After a momentary pause: “I have nothing clever to say.”
Yes, it was over, and they had won. That song ‘What Kind of Fool am I’ popped into my head and refused me requiem. I was released from my metal bond to my chair. I rubbed my wrist as I accepted the inbound brow-beating from the lead agent to the effect: “Know this: we’re going to be keeping a close eye on you from here out. I don’t like what I’m seeing here; no, sir, not one little bit!
Christ, what did I do, wet the bed? Throttle back Dick Tracy; I’ll straighten up and fly right from here out, thought I.
The junior agent drove me a distance from the station and dropped me off just northwest of ‘I have no phuqing idea’ Atlanta. Aw, there now, geo… we know exactly where we are—we’re at the intersection of Phuqing Peach and Infernal Peach. I stood still on the sidewalk, held up my outstretched arms, and shouted: “NEEEEEEXT!!”
I had admittedly had it for one day. I contemplated unstitching the tongue of my shoe and going out for a real meal as a measure of rearm and refit effort. But ‘no,’ I thought. If I do that, then I am admitting to myself that I am at the bottom, and it is bound to get worse still, especially once overseas.
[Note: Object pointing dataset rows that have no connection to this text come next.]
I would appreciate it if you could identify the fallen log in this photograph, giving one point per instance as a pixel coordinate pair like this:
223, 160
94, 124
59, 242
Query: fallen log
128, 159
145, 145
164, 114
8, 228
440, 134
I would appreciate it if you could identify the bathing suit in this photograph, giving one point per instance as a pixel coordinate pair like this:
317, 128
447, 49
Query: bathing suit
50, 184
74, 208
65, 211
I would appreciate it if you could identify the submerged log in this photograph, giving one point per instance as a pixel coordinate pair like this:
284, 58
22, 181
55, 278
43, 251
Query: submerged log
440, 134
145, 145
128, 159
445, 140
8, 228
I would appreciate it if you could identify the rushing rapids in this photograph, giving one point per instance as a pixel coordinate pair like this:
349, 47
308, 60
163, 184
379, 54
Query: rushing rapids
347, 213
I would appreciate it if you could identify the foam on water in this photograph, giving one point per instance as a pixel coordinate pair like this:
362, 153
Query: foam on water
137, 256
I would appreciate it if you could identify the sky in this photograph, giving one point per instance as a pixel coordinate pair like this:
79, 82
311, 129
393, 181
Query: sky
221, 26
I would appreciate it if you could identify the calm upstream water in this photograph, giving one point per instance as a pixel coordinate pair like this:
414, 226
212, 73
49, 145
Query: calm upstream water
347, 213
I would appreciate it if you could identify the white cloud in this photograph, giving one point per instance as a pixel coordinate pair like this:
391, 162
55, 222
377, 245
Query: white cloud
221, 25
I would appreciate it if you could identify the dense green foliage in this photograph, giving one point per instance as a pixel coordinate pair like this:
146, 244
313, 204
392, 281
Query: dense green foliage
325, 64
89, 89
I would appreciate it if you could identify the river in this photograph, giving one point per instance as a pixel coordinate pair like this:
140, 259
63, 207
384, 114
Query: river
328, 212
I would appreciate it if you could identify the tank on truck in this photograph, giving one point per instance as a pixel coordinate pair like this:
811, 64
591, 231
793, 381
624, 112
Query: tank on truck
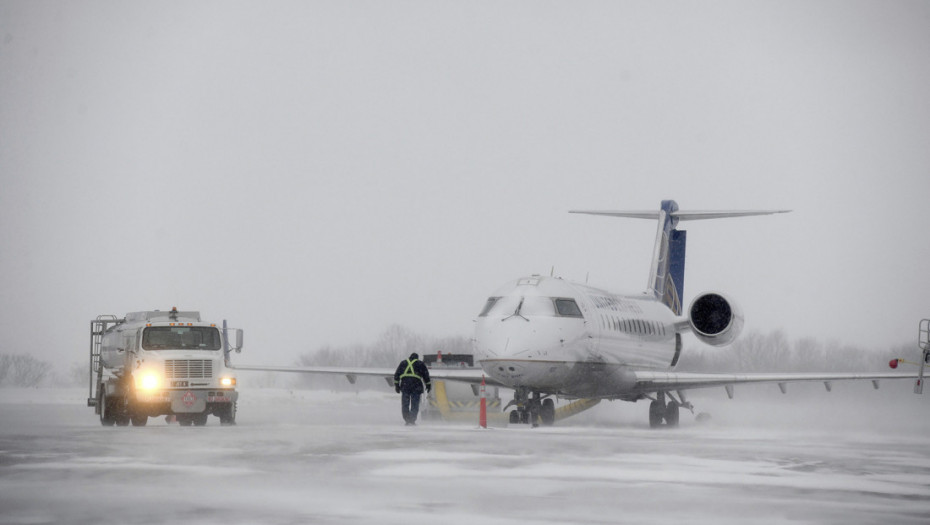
226, 348
98, 327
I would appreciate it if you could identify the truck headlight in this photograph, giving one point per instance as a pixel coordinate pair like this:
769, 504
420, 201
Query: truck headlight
150, 381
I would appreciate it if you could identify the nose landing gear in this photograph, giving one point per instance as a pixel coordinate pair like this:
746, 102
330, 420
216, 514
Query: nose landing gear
531, 409
659, 410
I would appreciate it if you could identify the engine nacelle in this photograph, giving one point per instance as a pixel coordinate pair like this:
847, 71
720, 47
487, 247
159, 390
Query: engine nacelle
715, 319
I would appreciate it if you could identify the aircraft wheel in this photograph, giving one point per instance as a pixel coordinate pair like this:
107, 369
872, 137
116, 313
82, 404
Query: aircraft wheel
547, 412
671, 414
656, 414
In retrospect, I would learn that I was absolutely right on this night and had made the right choice. I begrudgingly made my way to the detested subway stop and sat and waited for my train.
And then something happened.
Something that totally turned my mood around and knocked the sharp edge clean off my stoop of spirit:
From my trackside bench, I looked across the tracks to a figure sitting on the opposing bench reading a newspaper. He held the paper spread wide open and in front of his face. He had cut out the feature photo on the front page, and there, peering at me through the square hole in the page, was the face of my squadron brother, Paul, gawing at me with a $hit-eating grin.
With a grin and salute from me, Paul’s train glided between us.
“By God, I think I’ll skip the train and just walk back to my motel. I have to say it’s been a good day… didn’t even have to use my AK.”